Bernard Cavanna (4/5) : "J'essaie de trouver des matières qui puissent entrer en opposition"

Le violon de Noëmi Schindler, le souffle de l'accordéon ou du cor de chasse, la mélancolie de Schubert ou le smartphone résonnent et dialoguent dans les compositions de Bernard Cavanna. Une recherche de nouvelles cohésions, de nouvelles associations pour innover et "dégager d'autres horizons."

Bernard Cavanna (4/5) : "J'essaie de trouver des matières qui puissent entrer en opposition"
Bernard Cavanna, © Bernard Cavanna

L’année 1987 s'impose comme une année charnière dans le parcours de Bernard Cavanna. À 36 ans, il est nommé Directeur de l’École Nationale de Musique de Gennevilliers. À la même époque, il fait la rencontre de la violoniste suisse Noëmi Schindler avec qui il noue un compagnonnage sans faille. C’est pour elle qu’il compose à 10 ans d’intervalle ses deux Concertos pour piano. C’est le violon de Noëmi Schindler qui s’associe au violoncelle de Christophe Roy et à l’Accordéon de Pascal Contet au sein du trio Aller-retour.

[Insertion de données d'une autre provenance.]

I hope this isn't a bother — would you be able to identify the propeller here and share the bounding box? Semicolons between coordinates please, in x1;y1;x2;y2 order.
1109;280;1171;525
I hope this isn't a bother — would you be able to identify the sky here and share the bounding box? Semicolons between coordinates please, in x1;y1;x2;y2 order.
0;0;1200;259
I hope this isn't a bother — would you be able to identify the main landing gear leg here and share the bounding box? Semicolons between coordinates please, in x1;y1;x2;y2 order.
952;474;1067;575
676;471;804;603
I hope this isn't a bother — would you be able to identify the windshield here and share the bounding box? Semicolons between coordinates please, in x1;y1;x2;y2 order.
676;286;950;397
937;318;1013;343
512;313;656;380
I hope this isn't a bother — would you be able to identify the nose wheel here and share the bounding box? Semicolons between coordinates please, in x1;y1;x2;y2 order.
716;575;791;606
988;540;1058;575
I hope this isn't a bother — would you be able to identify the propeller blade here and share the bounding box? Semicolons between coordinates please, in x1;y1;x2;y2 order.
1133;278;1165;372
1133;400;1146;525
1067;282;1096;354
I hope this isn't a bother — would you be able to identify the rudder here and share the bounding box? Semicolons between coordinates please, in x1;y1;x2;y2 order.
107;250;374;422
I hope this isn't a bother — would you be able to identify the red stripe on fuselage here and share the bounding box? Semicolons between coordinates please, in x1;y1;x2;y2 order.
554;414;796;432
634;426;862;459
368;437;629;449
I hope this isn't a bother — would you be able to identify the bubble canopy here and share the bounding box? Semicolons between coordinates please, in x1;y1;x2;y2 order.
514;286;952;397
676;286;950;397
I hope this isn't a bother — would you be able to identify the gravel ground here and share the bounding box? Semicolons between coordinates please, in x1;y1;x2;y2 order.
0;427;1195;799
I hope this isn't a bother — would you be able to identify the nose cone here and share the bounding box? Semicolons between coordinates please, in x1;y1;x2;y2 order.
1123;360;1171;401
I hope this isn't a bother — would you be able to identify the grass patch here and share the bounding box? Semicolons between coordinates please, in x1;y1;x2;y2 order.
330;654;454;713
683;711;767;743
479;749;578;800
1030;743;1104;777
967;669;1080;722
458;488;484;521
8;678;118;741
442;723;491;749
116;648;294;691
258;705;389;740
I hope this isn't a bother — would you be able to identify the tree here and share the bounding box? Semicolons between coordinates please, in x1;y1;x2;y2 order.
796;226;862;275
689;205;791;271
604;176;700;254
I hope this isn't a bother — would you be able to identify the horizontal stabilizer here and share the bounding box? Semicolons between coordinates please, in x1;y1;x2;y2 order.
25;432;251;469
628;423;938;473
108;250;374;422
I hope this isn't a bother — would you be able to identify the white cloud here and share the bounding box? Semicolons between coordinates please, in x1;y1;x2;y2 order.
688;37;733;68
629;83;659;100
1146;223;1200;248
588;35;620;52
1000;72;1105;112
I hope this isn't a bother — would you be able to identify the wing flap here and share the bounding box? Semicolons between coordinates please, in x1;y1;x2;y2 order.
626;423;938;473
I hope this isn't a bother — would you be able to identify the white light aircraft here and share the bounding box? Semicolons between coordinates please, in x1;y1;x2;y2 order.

Le trio avec accordéon dessine une ligne de force dans la musique de Bernard Cavanna. Dans son Trio n°1 pour accordéon, violon et violoncelle, Bernard Cavanna exploite le timbre si particulier de l'accordéon, qui se fond avec les cordes et fait naître au contact des cordes des accords inattendus. C’est pour cette formation qu’il revisite les Lieder de Schubert, en transcrivant la partie du piano pour les trois instruments. Schubert n’est pas le seul compositeur cher au compositeur : ses pièces sont habitées de références à Guillaume de Machaut, Jean-Sébastien Bach (Shangaï Concerto, double concerto pour violon, violoncelle et orchestre de 2007), et surtout Beethoven. Geek Bagatelles, pour orchestre et ensemble de smartphones, met en scène huit fragments de la IXe symphonie de Beethoven en les imaginant comme des vestiges d’un chef-d'œuvre disparu.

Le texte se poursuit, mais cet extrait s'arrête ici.